Maiku, the problem is, I don't care which order the pizzas were chosen in or in which position in the box they appear. Permutations, by their nature, do 'care.'

Say I have 3 types of pizzas and want to know how many different possibilities of 3 (with no repeats) I can assemble. The answer is obviously 1, if I don't care about order. Using permutations (₃P₃), I get and answer of 6.

That is why I used combinations. In this example, ₃C₃ gives me the answer I'm looking for, 1.

The problem is, although combinations allow me to ignore order, they don't allow me to determine the possibilities if repeats are allowed.
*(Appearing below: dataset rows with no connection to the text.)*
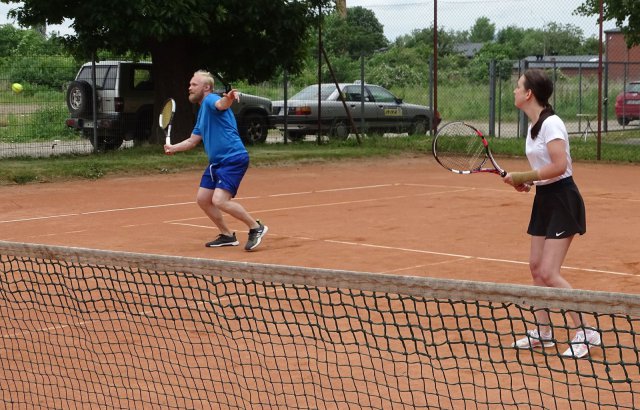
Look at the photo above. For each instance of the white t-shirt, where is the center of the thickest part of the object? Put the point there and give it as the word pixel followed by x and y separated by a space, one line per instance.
pixel 536 150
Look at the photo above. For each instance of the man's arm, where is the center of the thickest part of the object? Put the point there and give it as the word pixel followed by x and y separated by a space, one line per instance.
pixel 185 145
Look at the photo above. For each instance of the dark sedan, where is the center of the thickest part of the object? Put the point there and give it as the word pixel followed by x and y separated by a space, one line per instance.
pixel 628 103
pixel 383 112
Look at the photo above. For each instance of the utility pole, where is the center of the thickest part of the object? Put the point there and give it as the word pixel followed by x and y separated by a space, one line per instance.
pixel 341 7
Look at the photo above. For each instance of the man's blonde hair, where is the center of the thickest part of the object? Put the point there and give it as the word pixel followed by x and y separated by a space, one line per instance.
pixel 206 76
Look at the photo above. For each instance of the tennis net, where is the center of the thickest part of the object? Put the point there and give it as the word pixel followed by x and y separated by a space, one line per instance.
pixel 83 328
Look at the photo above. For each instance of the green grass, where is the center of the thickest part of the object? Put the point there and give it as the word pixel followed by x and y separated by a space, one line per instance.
pixel 149 160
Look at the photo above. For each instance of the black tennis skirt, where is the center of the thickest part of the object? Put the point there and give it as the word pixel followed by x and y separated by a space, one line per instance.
pixel 558 211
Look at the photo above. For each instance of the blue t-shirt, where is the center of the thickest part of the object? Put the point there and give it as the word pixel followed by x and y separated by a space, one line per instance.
pixel 219 131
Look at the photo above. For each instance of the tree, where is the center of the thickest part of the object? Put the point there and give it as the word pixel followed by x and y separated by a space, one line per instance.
pixel 360 33
pixel 249 39
pixel 626 14
pixel 482 31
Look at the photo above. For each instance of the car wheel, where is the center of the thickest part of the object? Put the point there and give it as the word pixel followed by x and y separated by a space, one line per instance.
pixel 624 120
pixel 106 143
pixel 339 131
pixel 419 126
pixel 79 98
pixel 254 128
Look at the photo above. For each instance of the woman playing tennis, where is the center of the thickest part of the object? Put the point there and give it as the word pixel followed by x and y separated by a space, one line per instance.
pixel 558 211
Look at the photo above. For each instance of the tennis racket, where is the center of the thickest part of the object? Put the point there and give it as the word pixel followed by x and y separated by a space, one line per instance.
pixel 462 149
pixel 166 117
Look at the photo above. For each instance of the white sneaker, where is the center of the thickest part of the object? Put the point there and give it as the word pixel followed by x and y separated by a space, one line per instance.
pixel 579 345
pixel 533 339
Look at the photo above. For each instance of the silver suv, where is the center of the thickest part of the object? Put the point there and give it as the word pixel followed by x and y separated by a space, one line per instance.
pixel 124 105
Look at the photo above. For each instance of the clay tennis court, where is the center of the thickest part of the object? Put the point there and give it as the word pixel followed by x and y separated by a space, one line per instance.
pixel 404 216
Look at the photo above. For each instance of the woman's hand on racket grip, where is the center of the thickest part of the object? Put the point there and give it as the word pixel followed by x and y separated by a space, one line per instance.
pixel 517 179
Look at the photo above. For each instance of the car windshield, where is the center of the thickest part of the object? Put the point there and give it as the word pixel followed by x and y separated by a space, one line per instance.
pixel 311 92
pixel 105 76
pixel 633 88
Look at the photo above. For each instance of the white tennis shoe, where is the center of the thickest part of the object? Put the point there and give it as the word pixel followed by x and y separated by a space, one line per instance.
pixel 533 339
pixel 582 342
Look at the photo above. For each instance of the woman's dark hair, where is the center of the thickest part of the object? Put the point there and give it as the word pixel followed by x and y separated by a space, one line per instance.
pixel 542 87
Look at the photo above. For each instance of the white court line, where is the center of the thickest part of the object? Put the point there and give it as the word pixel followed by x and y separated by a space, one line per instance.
pixel 448 189
pixel 135 208
pixel 103 211
pixel 358 201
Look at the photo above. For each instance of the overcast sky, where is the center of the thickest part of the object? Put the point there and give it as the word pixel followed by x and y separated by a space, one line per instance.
pixel 402 16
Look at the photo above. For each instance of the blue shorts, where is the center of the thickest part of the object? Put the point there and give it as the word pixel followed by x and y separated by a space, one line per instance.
pixel 227 175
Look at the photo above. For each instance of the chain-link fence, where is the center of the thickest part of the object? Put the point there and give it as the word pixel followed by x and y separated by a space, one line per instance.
pixel 33 122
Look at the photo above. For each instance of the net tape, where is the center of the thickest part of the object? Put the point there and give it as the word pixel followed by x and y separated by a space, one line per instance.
pixel 127 330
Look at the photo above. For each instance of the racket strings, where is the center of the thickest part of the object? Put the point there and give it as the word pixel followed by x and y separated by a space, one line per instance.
pixel 459 147
pixel 166 114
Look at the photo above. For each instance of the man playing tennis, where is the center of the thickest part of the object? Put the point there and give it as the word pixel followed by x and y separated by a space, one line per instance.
pixel 216 127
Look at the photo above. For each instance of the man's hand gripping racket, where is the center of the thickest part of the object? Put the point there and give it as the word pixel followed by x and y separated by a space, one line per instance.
pixel 166 117
pixel 462 149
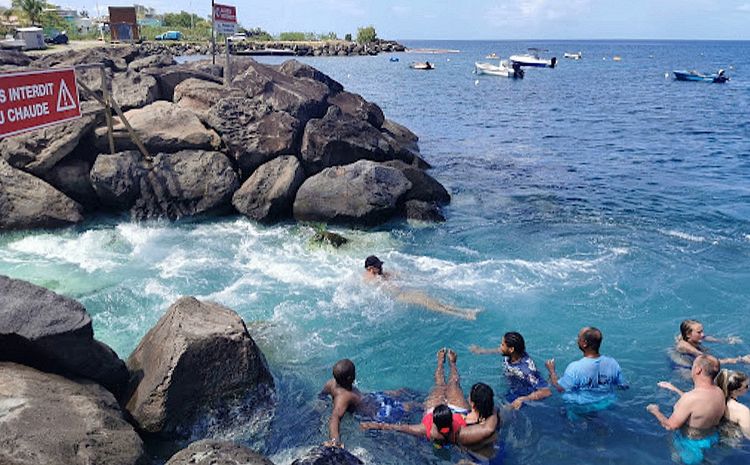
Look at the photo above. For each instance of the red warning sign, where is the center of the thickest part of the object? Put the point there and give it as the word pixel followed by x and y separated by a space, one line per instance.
pixel 35 99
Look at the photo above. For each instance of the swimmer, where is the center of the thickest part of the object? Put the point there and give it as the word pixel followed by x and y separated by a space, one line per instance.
pixel 524 380
pixel 697 413
pixel 374 270
pixel 449 418
pixel 688 345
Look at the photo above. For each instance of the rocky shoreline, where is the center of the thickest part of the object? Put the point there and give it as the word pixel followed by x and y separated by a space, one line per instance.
pixel 68 399
pixel 277 143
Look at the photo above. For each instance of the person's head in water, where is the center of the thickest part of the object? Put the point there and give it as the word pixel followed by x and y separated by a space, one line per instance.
pixel 442 417
pixel 590 339
pixel 344 373
pixel 482 399
pixel 513 343
pixel 691 331
pixel 733 383
pixel 374 265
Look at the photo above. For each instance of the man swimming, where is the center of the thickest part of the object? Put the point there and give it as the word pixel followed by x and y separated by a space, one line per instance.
pixel 588 384
pixel 697 413
pixel 374 270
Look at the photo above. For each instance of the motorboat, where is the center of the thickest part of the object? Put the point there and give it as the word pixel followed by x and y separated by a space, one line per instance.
pixel 694 75
pixel 533 59
pixel 424 65
pixel 504 69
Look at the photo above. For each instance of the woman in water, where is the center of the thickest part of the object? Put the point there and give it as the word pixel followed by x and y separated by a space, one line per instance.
pixel 449 418
pixel 688 345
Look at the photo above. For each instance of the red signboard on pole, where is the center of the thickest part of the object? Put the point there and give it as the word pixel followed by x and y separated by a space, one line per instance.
pixel 36 99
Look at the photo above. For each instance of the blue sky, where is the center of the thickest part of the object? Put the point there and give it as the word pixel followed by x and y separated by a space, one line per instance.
pixel 483 19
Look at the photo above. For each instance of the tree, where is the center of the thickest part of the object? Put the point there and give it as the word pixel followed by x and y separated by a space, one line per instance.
pixel 366 34
pixel 32 9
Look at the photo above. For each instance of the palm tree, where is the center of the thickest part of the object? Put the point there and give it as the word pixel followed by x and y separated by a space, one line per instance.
pixel 32 8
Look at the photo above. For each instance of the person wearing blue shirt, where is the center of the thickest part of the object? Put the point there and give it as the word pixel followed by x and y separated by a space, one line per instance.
pixel 589 384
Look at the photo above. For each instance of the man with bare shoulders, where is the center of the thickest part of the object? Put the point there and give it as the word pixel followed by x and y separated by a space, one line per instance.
pixel 697 413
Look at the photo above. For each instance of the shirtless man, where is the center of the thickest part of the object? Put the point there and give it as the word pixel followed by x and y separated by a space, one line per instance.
pixel 697 413
pixel 374 270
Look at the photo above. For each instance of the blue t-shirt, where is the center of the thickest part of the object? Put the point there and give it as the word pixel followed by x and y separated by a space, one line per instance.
pixel 523 377
pixel 591 380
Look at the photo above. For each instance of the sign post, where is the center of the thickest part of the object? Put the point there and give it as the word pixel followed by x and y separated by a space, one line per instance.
pixel 36 99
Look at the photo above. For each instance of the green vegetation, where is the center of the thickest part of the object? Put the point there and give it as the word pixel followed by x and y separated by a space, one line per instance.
pixel 366 34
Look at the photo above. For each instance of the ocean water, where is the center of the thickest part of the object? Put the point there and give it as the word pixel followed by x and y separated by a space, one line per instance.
pixel 598 193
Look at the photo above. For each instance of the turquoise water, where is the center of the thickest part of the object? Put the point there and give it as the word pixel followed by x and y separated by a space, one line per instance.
pixel 598 193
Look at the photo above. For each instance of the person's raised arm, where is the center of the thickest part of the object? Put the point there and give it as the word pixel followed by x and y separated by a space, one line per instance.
pixel 415 430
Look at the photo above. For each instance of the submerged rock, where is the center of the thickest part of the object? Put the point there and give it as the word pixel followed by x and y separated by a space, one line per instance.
pixel 199 360
pixel 47 419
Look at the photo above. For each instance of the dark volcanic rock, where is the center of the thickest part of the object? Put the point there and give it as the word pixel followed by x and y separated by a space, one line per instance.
pixel 362 193
pixel 253 132
pixel 269 193
pixel 211 452
pixel 47 419
pixel 198 358
pixel 321 455
pixel 177 185
pixel 27 202
pixel 53 333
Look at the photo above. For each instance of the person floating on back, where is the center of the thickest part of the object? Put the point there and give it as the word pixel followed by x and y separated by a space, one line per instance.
pixel 588 385
pixel 374 270
pixel 696 414
pixel 525 383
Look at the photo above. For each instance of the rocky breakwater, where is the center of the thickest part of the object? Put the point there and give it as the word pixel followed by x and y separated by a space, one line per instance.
pixel 68 399
pixel 278 142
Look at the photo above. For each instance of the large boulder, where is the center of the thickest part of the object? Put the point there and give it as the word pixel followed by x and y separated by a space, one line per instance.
pixel 212 452
pixel 38 151
pixel 364 192
pixel 302 98
pixel 48 419
pixel 176 185
pixel 162 127
pixel 322 455
pixel 355 105
pixel 295 68
pixel 253 132
pixel 199 96
pixel 269 193
pixel 198 360
pixel 134 90
pixel 340 139
pixel 28 202
pixel 50 332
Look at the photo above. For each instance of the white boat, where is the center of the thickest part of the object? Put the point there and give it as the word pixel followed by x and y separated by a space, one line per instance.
pixel 532 59
pixel 503 69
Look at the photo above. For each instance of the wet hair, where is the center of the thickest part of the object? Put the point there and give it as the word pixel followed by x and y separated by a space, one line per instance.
pixel 483 398
pixel 515 340
pixel 686 327
pixel 344 373
pixel 442 417
pixel 709 365
pixel 729 381
pixel 592 337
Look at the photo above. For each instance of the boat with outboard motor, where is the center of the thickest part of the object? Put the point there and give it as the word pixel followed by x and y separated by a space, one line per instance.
pixel 694 75
pixel 533 59
pixel 504 69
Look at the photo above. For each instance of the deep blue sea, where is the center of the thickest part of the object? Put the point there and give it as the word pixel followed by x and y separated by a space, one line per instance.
pixel 598 193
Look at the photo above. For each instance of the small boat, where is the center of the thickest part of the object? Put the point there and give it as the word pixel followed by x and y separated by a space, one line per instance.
pixel 425 65
pixel 694 75
pixel 503 69
pixel 532 59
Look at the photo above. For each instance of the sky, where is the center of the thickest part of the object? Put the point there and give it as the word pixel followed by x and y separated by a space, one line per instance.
pixel 479 19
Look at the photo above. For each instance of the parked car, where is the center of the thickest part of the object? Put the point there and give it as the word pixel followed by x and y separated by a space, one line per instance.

Exponents do the latter, but, like permutations, they 'care' about order.

There are 10 possibilities (I think, that's done by hand) if you have 3 types of pizza, want 3, allow repeats, and don't care about the order. 3³ = 27, almost 3 times the answer I'm looking for.

I had thought that your idea of using _n*rC_r might work there, but I now see that it would overcount as well, giving _3*3C₃ = 84.

You're right, methos. My method is obviously off. I'll rethink it and see if I can come up with anything else.

By the way, I didn't say or imply that, given three types of pizza, three to be ordered, with repeats allowed, the answer would be 84, and never suggested the formula _n·rC_r would be correct in such a case. My answer would have been 27. And if there were no repeats allowed, then my method would have given 6. Neither of these is correct, of course. Your calculation of 10 by hand is certainly right, given what I now understand better is what you meant.

I didn't mean to suggest that you suggested the last part, just that I for a moment (mistakenly) thought I might be able to apply what you had suggested to that.